Example 1 - Simulate Binary Data from a Mixture Distribution
In this example, the patient outcome is binary where a value of 0 represent a treatment failure, eg non-response, and a value of 1 is a response. However, there is an unknown proportion of patients that are treatment resistant and will not respond to treatment, and thus, have an outcome of 0. Using historical data, it is estimated that the proportion of patients that will not respond to treatment is between 20% and 40%. In this example, an R function is provided to help explore the proportion of patients that are treatment resistant and the impact on expected study power. The function used for this example is SimulatePatientOutcomePercentAtZero.Binary and can be found in RCode/SimulatePatientOutcomePercentAtZero.Binary.R. The required User Specified parameters are the probability a patient is a non-responder for each arm, specifically, dProbOfTreatmentReistantCtrl and dProbOfTreatmentReistantExp.
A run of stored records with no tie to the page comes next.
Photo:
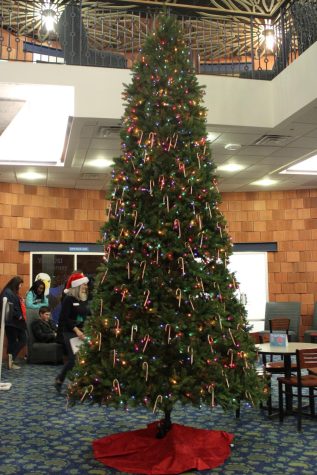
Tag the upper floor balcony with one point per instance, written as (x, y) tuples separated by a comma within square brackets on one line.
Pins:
[(228, 38)]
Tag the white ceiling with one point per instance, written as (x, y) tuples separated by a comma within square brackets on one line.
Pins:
[(90, 139)]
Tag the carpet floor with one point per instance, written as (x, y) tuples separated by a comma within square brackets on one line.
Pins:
[(40, 435)]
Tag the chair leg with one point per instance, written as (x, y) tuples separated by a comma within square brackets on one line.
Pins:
[(269, 405), (299, 410), (311, 401), (280, 401)]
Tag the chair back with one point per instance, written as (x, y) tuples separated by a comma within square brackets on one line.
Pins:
[(290, 310), (306, 359), (279, 325)]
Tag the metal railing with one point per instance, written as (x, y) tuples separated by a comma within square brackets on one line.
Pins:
[(94, 34)]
For these examples, a binomial distribution is utilized to simulate if the patient is treatment resistant. If the patient is not treatment resistant, then their outcome is simulated from a binomial distribution with the response in East and sent to R. In the East workbook - Example 1
Prob(0) = 0, Assume that no patients are treatment resistant.
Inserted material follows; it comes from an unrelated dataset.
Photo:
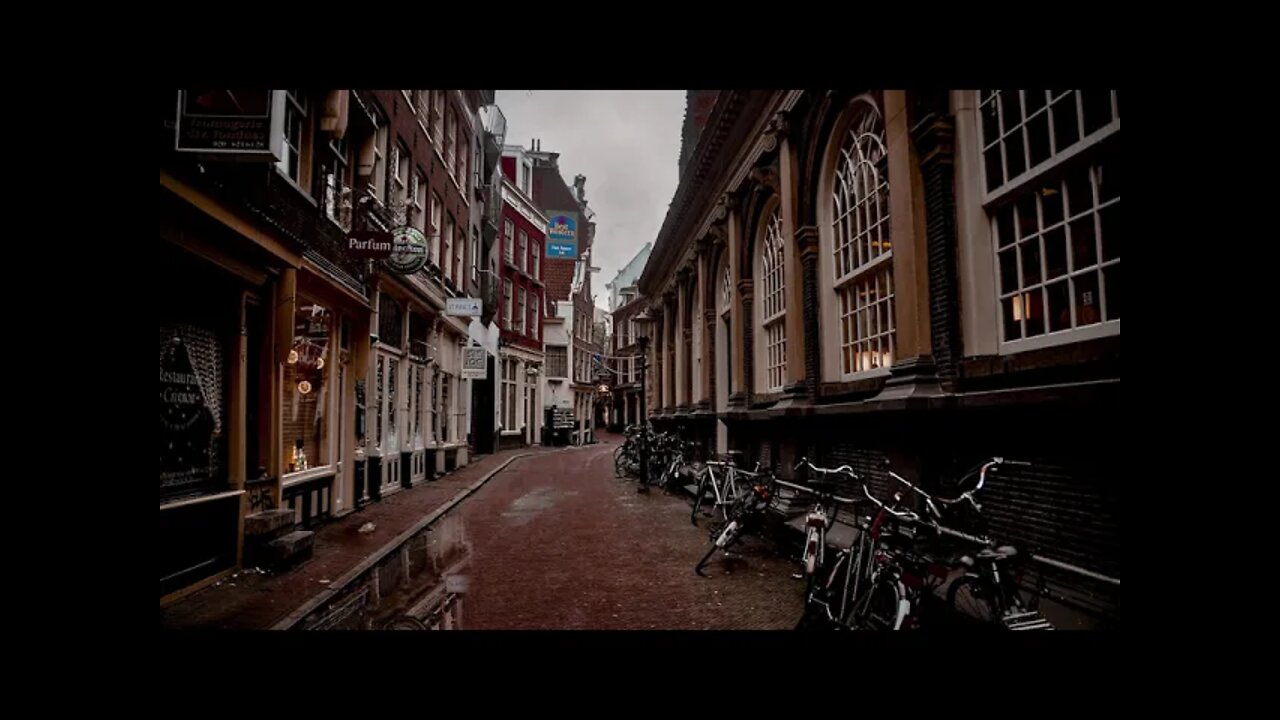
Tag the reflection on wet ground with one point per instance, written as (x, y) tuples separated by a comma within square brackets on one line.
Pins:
[(417, 587)]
Prob(0) = 0.2, assumes 20% of patients are treatment resistant.
Prob(0) = 0.4, assumes 40% of patients are treatment resistant.
Example 2 - Simulation of Patient Data from a Mixture Distribution with Mixture Percent Sampled from a Beta Distribution
Similar to example 1, in this function, the patient outcome is binary where a value of 0 represent a treatment failure, eg non-response, and a value of 1 is a response. However, there is an unknown proportion of patients that are treatment resistant and will not respond to treatment, and thus, have an outcome of 0.This function assumes that the probability that a patient is treatment resistant is random and follows a Beta distribution. The intent of this option is to incorporate the variability in the unknown probability that a patient is treatment resistant. In addition, the provided function allows for a different Beta distribution for each treatment, which may be used to understand how a treatment that reduces the likelihood of a treatment failure would perform in the trial. The function used for this example is SimulatePatientOutcomePercentAtZeroBetaDist.Binary and can be found in RCode/SimulatePatientOutcomePercentAtZeroBetaDist.Binary.R. The required user Specified parameters are the prior parameters for each treatment, specifically, 1) dCtrlBetaParam1, 2) dCtrlBetaParam2, 3) dExpBetaParam1, 4) dExpBetaParam2.
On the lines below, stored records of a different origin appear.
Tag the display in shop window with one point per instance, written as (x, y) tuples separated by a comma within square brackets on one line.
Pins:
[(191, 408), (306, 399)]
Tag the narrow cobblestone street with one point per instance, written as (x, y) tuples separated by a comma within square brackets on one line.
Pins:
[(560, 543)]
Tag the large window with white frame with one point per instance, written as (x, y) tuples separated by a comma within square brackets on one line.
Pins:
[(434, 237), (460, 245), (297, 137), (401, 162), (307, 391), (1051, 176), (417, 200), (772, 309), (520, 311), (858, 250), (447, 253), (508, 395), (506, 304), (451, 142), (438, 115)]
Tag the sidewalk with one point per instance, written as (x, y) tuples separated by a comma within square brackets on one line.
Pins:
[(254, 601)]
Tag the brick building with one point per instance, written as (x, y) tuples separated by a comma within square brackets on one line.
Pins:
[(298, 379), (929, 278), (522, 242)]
For these examples, a beta distribution is utilized to simulate if the patient is treatment resistant. If the patient is not treatment resistant, then their outcome is simulated from a binomial distribution with the response in East and sent to R.
Example 2.1 For this example, independent Beta( 23.1, 55.2 ) are utilized, which have a 95% credible interval of (0.2, 0.4). This function first simulates the probability of no response from the Beta distribution for control and experimental arms, then uses the simulated probability to simulate the proportion of patients with a null response. In this example, it is assumed that the two probabilities are sampled from the same distribution but are not identical in a given simulation. The R code could easily be adapted to accomplish this. In East, you will need to add variables that are sent to R.
Example 2.2 - For this example, the treatment reduces the probability of null response by 10%, on average, when compared to control. In particular, assume the probability of null response follows a Beta( 23.1, 55.2 ) which has a 95% credible interval of (0.2, 0.4). For experimental treatment assume the probability of treatment failure follows a Beta ( 10.8, 46.3 ) which has a 95% credible interval of (0.1, 0.3). In East, you will need to add variables that are sent to R.